Oh my, I might like this as much or more than the Lucifer idea. The farther I read the more I love these interpretations!
To that guy who wrote that he heard this song while he was high:
You made my day LMFAO
but you and everyone else make a point i never would've thought of: Lucille = Lucifer
It's my theory that regina plays God and the Devil in this song, plus Pavlov's Daughter as a representative of all humans
I'll never be able to guess who the gravediggers are but I believe they're humans, in the sense that we're killing ourselves slowly, we're digging our own graves.
"The gravediggers getting stuck in the machine" are humans being addicted to technology, (connected somehow to Machine), and the pickings are getting slim because God won't save everyone during armageddon, therefore, God's pickings are getting slim. "I hear them say my name" meaning God hears us praying
I don't know the boulder thing or the temperature, it's extremely odd and hard to interpret
"If I hear another song..." would be like God seeing how people just talk and make movies about angels and heaven and how he's sick of it
Then "Lucille" is Lucifer saying "I know how you feel, i live downstairs"
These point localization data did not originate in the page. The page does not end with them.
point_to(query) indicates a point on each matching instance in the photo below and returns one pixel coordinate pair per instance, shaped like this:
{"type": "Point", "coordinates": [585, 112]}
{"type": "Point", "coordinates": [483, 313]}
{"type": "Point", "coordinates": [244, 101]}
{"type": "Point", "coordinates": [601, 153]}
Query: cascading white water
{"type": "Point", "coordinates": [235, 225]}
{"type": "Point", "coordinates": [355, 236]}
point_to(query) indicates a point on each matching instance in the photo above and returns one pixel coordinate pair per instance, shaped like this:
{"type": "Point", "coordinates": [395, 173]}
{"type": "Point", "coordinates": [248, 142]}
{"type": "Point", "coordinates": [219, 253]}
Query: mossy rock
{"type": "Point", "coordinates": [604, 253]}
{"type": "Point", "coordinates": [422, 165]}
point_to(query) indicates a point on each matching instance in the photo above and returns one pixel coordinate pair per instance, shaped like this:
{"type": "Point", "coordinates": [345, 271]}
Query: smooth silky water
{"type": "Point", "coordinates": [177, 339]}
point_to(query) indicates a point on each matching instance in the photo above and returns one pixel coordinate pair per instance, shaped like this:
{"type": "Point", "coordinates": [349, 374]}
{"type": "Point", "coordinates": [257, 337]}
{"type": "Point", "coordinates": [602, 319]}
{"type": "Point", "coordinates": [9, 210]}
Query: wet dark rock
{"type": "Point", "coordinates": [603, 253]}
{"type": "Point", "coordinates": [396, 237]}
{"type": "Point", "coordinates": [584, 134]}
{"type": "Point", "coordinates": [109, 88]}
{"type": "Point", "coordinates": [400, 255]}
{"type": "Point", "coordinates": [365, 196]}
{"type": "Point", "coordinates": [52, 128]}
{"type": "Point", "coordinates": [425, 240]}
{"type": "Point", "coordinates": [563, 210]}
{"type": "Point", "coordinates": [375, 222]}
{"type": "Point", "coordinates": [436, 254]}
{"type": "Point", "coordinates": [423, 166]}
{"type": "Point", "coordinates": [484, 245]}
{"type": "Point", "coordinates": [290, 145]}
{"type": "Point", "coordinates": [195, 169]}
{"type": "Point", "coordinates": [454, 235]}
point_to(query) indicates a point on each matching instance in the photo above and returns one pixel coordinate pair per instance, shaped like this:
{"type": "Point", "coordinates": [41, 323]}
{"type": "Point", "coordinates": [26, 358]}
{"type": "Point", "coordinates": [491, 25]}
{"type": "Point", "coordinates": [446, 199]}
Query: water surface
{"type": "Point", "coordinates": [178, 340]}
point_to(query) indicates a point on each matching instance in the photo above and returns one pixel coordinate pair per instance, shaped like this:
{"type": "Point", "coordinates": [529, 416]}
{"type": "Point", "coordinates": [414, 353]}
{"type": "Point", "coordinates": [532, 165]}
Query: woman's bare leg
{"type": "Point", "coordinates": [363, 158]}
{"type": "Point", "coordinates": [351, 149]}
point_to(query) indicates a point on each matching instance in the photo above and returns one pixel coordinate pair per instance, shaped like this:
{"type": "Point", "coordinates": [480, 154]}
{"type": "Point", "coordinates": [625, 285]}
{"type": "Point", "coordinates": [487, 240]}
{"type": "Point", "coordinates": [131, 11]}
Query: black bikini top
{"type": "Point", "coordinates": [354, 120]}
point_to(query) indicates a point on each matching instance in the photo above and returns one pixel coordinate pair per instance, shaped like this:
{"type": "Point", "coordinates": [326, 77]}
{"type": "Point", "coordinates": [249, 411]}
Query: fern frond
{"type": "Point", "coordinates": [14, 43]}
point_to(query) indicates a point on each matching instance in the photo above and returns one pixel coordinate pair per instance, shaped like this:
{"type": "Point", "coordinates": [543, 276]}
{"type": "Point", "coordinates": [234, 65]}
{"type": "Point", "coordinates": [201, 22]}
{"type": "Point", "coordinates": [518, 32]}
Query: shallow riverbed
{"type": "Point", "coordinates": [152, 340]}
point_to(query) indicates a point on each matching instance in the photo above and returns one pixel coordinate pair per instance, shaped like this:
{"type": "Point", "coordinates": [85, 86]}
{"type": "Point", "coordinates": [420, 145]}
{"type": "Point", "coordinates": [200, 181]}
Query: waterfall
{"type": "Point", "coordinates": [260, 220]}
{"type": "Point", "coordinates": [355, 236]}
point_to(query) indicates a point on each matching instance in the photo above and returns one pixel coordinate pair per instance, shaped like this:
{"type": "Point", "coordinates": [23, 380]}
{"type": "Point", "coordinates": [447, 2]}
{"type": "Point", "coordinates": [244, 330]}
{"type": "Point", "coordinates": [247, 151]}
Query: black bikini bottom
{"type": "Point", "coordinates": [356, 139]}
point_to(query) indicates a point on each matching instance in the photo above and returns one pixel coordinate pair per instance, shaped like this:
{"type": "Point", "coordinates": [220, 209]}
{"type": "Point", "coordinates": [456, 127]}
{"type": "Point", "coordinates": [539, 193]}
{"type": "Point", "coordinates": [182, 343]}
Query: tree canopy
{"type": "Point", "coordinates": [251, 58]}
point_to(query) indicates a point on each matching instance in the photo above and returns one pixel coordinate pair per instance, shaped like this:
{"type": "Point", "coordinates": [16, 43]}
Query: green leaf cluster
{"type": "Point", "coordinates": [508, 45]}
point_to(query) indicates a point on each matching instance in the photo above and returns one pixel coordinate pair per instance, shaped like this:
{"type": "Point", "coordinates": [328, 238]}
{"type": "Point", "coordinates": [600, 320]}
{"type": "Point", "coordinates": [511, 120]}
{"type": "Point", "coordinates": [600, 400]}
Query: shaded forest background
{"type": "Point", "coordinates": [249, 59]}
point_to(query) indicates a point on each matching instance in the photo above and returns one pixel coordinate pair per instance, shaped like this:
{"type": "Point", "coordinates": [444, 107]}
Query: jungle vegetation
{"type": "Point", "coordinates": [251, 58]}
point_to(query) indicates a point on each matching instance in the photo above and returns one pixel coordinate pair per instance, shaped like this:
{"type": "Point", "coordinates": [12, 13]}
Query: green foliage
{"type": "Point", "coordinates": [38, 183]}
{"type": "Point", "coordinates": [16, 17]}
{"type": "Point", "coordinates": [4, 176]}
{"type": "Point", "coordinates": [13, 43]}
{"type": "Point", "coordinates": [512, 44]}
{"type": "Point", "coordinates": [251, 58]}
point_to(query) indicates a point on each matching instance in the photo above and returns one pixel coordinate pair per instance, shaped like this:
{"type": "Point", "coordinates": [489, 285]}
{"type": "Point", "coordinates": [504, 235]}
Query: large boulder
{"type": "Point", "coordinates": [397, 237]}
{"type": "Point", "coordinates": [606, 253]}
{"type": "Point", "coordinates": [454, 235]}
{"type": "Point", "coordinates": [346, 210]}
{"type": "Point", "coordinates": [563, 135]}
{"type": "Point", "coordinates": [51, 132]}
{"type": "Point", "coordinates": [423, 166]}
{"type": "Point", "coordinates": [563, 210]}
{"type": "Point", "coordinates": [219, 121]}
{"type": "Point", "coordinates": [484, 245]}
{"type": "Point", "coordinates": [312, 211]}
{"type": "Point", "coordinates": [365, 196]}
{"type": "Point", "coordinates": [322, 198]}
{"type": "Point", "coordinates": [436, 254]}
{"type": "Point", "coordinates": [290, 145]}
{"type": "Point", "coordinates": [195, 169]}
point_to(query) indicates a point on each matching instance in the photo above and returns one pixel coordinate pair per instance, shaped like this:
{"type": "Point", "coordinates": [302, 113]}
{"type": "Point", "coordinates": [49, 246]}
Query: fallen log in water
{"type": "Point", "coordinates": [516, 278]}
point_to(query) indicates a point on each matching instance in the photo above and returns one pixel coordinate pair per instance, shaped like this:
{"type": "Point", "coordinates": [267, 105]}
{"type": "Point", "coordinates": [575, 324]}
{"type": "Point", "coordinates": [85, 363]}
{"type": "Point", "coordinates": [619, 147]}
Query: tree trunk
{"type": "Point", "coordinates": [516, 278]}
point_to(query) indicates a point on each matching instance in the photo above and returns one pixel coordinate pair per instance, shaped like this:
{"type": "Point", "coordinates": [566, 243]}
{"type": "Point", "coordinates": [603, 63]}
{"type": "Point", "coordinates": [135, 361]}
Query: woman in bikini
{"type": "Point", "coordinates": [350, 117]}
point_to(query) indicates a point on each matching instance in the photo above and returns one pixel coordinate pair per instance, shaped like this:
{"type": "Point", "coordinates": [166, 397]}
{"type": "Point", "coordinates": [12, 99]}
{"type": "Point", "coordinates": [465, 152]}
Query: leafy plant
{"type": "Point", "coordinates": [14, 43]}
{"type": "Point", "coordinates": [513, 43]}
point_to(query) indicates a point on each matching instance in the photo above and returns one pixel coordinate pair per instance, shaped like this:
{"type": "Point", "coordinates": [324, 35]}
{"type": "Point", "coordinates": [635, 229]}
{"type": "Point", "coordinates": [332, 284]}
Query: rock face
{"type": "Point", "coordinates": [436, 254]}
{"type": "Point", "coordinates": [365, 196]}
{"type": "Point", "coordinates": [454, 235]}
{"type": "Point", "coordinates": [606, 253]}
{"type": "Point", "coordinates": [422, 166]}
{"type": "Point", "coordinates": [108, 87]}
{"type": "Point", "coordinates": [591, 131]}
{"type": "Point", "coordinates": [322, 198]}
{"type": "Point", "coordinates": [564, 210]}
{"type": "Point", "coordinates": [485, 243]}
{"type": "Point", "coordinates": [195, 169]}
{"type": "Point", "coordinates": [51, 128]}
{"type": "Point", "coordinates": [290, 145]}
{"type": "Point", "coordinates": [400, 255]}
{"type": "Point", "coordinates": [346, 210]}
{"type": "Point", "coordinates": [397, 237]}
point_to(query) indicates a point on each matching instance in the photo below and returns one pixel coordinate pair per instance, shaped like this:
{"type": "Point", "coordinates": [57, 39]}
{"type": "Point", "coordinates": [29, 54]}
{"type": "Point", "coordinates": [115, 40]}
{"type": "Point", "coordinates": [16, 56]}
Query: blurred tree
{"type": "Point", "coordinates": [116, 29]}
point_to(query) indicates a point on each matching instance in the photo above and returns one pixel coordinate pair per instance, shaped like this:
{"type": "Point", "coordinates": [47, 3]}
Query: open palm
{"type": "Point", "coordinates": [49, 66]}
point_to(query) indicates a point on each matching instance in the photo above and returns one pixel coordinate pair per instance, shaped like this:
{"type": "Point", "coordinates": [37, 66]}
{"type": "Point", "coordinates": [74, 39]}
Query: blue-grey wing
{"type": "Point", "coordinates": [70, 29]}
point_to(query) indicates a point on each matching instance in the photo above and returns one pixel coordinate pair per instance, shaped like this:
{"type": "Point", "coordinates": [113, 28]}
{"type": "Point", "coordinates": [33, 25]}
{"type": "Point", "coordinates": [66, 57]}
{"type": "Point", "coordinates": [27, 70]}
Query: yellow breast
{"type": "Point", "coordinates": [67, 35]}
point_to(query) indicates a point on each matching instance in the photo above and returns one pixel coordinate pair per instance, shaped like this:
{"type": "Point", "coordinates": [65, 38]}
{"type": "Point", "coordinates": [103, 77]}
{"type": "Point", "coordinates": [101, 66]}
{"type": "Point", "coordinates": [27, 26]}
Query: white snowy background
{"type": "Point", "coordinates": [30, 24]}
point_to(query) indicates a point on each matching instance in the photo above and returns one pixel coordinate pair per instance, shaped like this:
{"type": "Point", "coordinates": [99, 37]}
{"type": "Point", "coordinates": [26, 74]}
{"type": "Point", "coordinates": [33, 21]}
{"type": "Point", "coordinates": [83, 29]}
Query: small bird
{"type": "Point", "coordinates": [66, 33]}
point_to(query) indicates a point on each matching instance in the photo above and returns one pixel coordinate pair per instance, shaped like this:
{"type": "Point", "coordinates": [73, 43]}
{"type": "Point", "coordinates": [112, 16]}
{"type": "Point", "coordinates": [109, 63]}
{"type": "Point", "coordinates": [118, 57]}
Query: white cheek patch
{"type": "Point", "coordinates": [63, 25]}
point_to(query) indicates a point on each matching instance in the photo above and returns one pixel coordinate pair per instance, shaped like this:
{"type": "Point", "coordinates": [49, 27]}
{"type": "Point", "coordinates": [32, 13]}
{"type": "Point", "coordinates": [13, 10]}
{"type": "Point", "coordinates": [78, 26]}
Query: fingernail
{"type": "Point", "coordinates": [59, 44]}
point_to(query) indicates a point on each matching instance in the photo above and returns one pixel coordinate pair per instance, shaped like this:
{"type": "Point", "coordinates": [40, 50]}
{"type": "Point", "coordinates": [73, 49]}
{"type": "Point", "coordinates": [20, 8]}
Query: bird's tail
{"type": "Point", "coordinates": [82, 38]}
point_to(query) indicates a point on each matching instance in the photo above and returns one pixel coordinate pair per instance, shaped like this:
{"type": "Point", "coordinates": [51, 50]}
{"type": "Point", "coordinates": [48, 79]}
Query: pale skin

"I hear you taking out your garbage" could be like God once again slimming down those who will be saved IDK the girlfriend part but i thought of "the only thing I hear is you, and you sound right", as a declaration to God that lucifer doesn't agree with God's ideas
Pavlov's Daughter: Humans are conditioned and conform to a lot of things
"Hazy like a dream, not a dream but the ocean, not the ocean but forever": my friend told me she saw someone say that "She's drifting in and out of dreams as she dies. But it's not a dream, or the ocean, or anything else but forever because she's killed herself and death lasts forever."
this song ALWAYS mind fucks me, it's crazy how many possibilities actually come up
**Spektormaniac since 2008***
Like myimaginaryband said, Pavlov was the behaviourist who famously investigated Classical Conditioning.
This is a bit of a kerazy song, so the best connection I can think of between the stanzas is this:
Perhaos we've all been classically conditioned to things in the world, without even realising it. RS imagines that although the experiment was nothing to do with Pavlov's daughter, she may have also begun to salivate at the sound of a bell. And she doesn't notice, or stop it or anything she just 'lays there drooling on her pillow'.
But the narrator doesn't want to just accept things for what they are, to just accept that Pavlov's daughter's been conditioned to behave a certain way and the lines "If I hear another song about angels if I see another feather on the dumb-box I'm gonna go to Babylon and get me some whiskey" express this.
"yes I'm putting the boulder to my ear and I still can't hear" This describes how she's just not buying it. She's tried doing what they've told her to do, but it's not working.
The Lucille bit... well she's watching/listening to this guy. His routine life of taking out the garbage, flushing his toilet, loving his girlfriend, 'loving himself too'. It's almost as if to say, is this all we've become?